Russian economic officials have lately taken up an optimistic line. New First Deputy Prime Minister Viktor Khristenko predicts growth of 1.5-3.0 percent in 2000. Finance Minister Mikhail Kasyanov says the federal budget deficit for 1999 will be only 1.5 percent of gross domestic product. The new spin on disaster is that domestic production is at last reacting to the devaluation, taking market share away from imports and leading a slow revival of economic activity.

But the analysis is suspect. Comparing the first quarter of 1999 with the first quarter of 1998, the State Statistical Committee shows industrial production down by two percent. The government has released no official GDP figures since September 1998, but private Western analysts believe the year-on-year contraction was 9.6 percent in the fourth quarter of last year and another 4.9 percent in the first quarter of 1999. The ruble-dollar rate has stabilized around 26 to the dollar, but the rate is enforced by a growing array of Central Bank exchange controls and has nothing to do with the market’s willingness to hold rubles. According to the Washington-based PlanEcon research firm, the quality of information from official Russian sources is increasingly suspect. “Official claims about an emerging economic recovery,” writes analyst Ben Slay, “serve chiefly to undermine the credibility of Russian policymakers.”

Prime Minister Sergei Stepashin is to meet next week in St. Petersburg with the managing director of the International Monetary Fund, Michel Camdessus. The Fund has not given final approval to a $4.5 billion loan agreement negotiated in April with the government of then Prime Minister Yevgeny Primakov. Loan conditions include enactment of new taxes to reduce the budget deficit and a full accounting of past loans, widely believed to have been misappropriated. The Duma is balking at new taxes, putting off a debate on the government’s proposal until June 16. Stepashin has threatened to make the Duma’s vote a vote of confidence–meaning that if the government loses, it can dissolve the Duma and force early elections.

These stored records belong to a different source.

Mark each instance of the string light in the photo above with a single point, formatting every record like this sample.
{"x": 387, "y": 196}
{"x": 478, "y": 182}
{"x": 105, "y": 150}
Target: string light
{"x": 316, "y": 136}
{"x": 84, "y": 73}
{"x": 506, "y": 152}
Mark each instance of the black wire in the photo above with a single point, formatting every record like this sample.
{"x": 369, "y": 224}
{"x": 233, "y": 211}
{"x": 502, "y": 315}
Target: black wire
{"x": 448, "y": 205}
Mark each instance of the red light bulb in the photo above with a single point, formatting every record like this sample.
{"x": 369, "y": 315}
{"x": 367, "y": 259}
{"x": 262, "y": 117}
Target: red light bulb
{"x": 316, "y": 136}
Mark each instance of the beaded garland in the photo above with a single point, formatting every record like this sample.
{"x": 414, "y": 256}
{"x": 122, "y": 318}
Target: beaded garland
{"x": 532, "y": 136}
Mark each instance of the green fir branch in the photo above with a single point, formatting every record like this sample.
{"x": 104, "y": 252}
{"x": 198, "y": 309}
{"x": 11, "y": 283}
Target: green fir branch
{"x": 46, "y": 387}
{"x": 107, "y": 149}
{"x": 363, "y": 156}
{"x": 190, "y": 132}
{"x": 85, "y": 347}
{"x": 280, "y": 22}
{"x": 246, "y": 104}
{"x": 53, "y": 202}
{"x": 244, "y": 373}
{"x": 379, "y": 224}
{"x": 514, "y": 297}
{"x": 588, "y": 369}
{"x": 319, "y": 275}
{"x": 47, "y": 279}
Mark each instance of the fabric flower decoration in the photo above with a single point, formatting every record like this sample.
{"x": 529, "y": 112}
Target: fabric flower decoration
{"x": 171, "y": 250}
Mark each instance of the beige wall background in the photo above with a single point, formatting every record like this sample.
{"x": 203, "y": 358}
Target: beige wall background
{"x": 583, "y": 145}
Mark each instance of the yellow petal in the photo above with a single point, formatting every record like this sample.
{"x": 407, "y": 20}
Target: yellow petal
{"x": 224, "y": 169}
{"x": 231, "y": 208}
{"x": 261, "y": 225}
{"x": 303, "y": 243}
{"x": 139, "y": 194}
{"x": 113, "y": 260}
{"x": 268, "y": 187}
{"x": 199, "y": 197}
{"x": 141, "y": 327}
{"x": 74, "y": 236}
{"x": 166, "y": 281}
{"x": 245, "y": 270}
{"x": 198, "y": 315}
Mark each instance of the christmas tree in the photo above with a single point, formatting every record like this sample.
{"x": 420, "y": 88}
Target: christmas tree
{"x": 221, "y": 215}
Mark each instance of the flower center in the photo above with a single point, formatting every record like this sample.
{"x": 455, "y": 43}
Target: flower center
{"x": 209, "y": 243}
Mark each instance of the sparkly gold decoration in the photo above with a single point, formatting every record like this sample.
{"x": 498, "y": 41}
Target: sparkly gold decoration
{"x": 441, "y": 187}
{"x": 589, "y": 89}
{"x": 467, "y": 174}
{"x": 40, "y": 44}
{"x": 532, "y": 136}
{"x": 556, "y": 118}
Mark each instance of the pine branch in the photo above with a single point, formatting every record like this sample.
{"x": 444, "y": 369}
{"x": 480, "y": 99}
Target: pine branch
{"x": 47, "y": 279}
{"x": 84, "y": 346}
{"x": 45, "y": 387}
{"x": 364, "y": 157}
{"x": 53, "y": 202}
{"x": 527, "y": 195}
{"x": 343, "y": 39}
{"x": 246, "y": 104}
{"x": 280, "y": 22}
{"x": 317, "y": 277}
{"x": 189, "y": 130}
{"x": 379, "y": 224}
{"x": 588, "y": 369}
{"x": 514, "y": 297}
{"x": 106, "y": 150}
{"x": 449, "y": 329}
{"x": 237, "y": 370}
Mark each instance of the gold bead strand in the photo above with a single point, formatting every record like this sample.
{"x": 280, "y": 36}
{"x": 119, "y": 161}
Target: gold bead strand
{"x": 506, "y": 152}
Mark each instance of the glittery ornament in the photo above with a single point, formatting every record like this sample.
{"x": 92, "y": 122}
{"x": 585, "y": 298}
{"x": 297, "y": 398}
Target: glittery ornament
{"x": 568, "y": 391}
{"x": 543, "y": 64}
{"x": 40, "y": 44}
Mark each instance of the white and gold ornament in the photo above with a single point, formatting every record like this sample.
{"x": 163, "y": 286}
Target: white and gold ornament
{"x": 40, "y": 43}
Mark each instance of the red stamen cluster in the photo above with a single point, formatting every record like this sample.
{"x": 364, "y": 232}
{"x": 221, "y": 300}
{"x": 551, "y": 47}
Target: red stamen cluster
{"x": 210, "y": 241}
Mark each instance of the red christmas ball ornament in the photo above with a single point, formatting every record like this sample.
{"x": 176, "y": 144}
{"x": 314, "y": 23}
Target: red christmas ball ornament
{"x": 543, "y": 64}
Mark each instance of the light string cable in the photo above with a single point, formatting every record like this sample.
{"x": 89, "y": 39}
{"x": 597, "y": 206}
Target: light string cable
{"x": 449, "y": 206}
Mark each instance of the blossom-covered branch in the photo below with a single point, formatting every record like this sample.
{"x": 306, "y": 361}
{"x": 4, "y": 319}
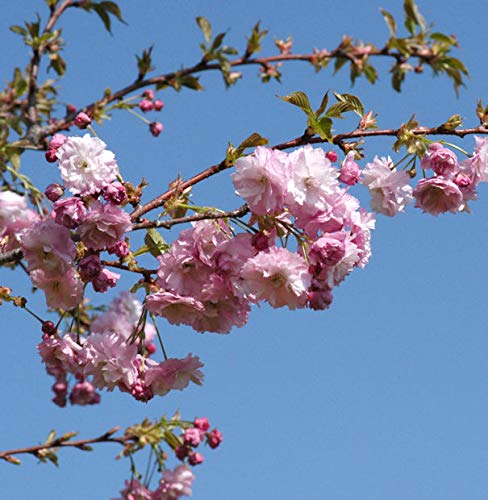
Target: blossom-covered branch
{"x": 338, "y": 139}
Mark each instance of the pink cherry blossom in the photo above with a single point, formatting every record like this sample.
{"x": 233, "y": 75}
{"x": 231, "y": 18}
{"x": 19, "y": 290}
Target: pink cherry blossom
{"x": 441, "y": 160}
{"x": 103, "y": 226}
{"x": 173, "y": 373}
{"x": 85, "y": 165}
{"x": 69, "y": 212}
{"x": 389, "y": 189}
{"x": 63, "y": 291}
{"x": 110, "y": 360}
{"x": 175, "y": 484}
{"x": 350, "y": 171}
{"x": 312, "y": 180}
{"x": 278, "y": 276}
{"x": 261, "y": 179}
{"x": 438, "y": 195}
{"x": 48, "y": 246}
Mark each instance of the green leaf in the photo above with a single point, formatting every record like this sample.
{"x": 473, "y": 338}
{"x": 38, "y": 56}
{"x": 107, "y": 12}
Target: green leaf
{"x": 191, "y": 82}
{"x": 323, "y": 128}
{"x": 217, "y": 42}
{"x": 155, "y": 242}
{"x": 144, "y": 63}
{"x": 113, "y": 9}
{"x": 440, "y": 37}
{"x": 339, "y": 62}
{"x": 413, "y": 16}
{"x": 19, "y": 30}
{"x": 390, "y": 22}
{"x": 252, "y": 141}
{"x": 299, "y": 99}
{"x": 355, "y": 102}
{"x": 254, "y": 40}
{"x": 206, "y": 28}
{"x": 323, "y": 104}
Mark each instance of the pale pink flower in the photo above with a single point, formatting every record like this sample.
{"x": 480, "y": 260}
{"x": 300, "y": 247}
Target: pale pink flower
{"x": 85, "y": 165}
{"x": 103, "y": 226}
{"x": 261, "y": 179}
{"x": 14, "y": 218}
{"x": 110, "y": 360}
{"x": 389, "y": 189}
{"x": 48, "y": 246}
{"x": 441, "y": 160}
{"x": 174, "y": 373}
{"x": 214, "y": 438}
{"x": 175, "y": 484}
{"x": 134, "y": 490}
{"x": 69, "y": 212}
{"x": 477, "y": 165}
{"x": 83, "y": 393}
{"x": 438, "y": 195}
{"x": 312, "y": 179}
{"x": 278, "y": 276}
{"x": 63, "y": 291}
{"x": 328, "y": 250}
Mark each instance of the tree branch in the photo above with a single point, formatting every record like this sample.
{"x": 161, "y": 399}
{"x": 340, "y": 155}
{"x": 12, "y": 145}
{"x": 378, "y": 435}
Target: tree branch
{"x": 299, "y": 141}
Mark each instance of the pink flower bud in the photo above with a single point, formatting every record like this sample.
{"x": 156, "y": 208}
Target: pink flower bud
{"x": 146, "y": 105}
{"x": 202, "y": 423}
{"x": 60, "y": 388}
{"x": 192, "y": 437}
{"x": 195, "y": 458}
{"x": 120, "y": 249}
{"x": 48, "y": 328}
{"x": 156, "y": 128}
{"x": 50, "y": 156}
{"x": 82, "y": 120}
{"x": 150, "y": 348}
{"x": 182, "y": 452}
{"x": 214, "y": 438}
{"x": 56, "y": 141}
{"x": 89, "y": 268}
{"x": 54, "y": 191}
{"x": 149, "y": 94}
{"x": 115, "y": 193}
{"x": 105, "y": 280}
{"x": 331, "y": 156}
{"x": 158, "y": 105}
{"x": 350, "y": 171}
{"x": 462, "y": 180}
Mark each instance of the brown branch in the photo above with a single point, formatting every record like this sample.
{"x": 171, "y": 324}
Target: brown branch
{"x": 167, "y": 224}
{"x": 202, "y": 66}
{"x": 34, "y": 131}
{"x": 299, "y": 141}
{"x": 61, "y": 442}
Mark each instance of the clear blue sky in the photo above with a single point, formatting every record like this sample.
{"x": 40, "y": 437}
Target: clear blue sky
{"x": 382, "y": 397}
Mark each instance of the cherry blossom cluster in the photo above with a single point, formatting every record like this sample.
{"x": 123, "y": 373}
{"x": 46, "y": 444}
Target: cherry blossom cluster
{"x": 449, "y": 189}
{"x": 56, "y": 265}
{"x": 176, "y": 483}
{"x": 107, "y": 359}
{"x": 173, "y": 485}
{"x": 210, "y": 276}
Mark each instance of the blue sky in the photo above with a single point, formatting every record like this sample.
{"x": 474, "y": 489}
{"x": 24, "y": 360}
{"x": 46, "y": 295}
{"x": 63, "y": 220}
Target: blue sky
{"x": 384, "y": 396}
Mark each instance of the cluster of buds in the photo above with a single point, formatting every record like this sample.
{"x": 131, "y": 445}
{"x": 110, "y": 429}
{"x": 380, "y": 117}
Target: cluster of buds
{"x": 193, "y": 436}
{"x": 147, "y": 104}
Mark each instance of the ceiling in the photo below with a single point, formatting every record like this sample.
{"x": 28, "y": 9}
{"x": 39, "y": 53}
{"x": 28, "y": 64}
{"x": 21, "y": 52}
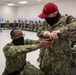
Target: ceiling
{"x": 30, "y": 2}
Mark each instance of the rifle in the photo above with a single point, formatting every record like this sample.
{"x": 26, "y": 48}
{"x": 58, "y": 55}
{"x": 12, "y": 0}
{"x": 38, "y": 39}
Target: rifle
{"x": 47, "y": 38}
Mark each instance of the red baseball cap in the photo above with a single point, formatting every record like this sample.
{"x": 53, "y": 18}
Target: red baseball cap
{"x": 48, "y": 9}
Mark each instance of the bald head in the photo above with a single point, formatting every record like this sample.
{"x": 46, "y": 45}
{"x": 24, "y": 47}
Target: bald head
{"x": 16, "y": 33}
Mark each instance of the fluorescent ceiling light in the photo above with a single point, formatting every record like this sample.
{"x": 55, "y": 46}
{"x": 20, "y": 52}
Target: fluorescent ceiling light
{"x": 10, "y": 4}
{"x": 23, "y": 2}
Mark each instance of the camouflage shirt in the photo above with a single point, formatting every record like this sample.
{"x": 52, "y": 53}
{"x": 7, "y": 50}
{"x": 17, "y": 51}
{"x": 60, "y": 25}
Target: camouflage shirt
{"x": 16, "y": 55}
{"x": 57, "y": 57}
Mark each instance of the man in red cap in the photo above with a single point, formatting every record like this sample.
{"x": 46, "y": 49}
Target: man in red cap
{"x": 58, "y": 57}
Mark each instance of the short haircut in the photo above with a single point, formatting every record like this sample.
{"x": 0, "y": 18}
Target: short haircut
{"x": 12, "y": 31}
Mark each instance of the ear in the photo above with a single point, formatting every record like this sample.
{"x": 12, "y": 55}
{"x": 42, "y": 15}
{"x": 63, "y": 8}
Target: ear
{"x": 12, "y": 37}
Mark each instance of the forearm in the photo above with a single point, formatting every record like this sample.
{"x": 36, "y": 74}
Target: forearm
{"x": 13, "y": 50}
{"x": 69, "y": 29}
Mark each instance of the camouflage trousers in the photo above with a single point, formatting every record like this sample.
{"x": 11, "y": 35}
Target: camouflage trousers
{"x": 28, "y": 69}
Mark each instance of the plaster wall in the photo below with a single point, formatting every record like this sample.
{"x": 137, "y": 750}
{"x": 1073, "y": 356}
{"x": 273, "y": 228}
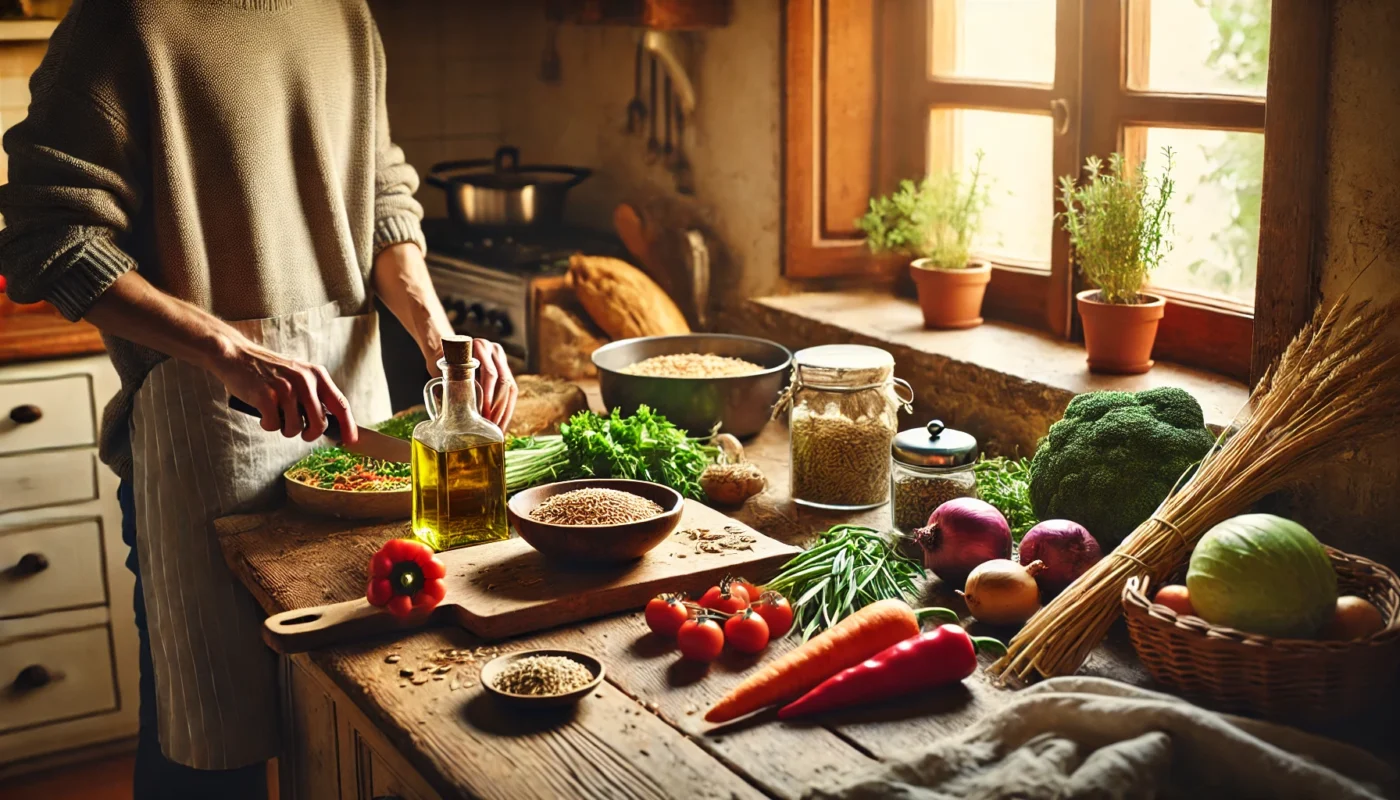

The IMF agreement is essential to unblocking negotiations on an estimated $4.0 billion in external sovereign debt-service arrears–a sum that does not include what is owed to foreign holders of short-term Treasury bills (GKOs), notoriously defaulted last August. It does include about $900 million in principal and interest that is due to Western commercial-bank (London Club) creditors on June 16.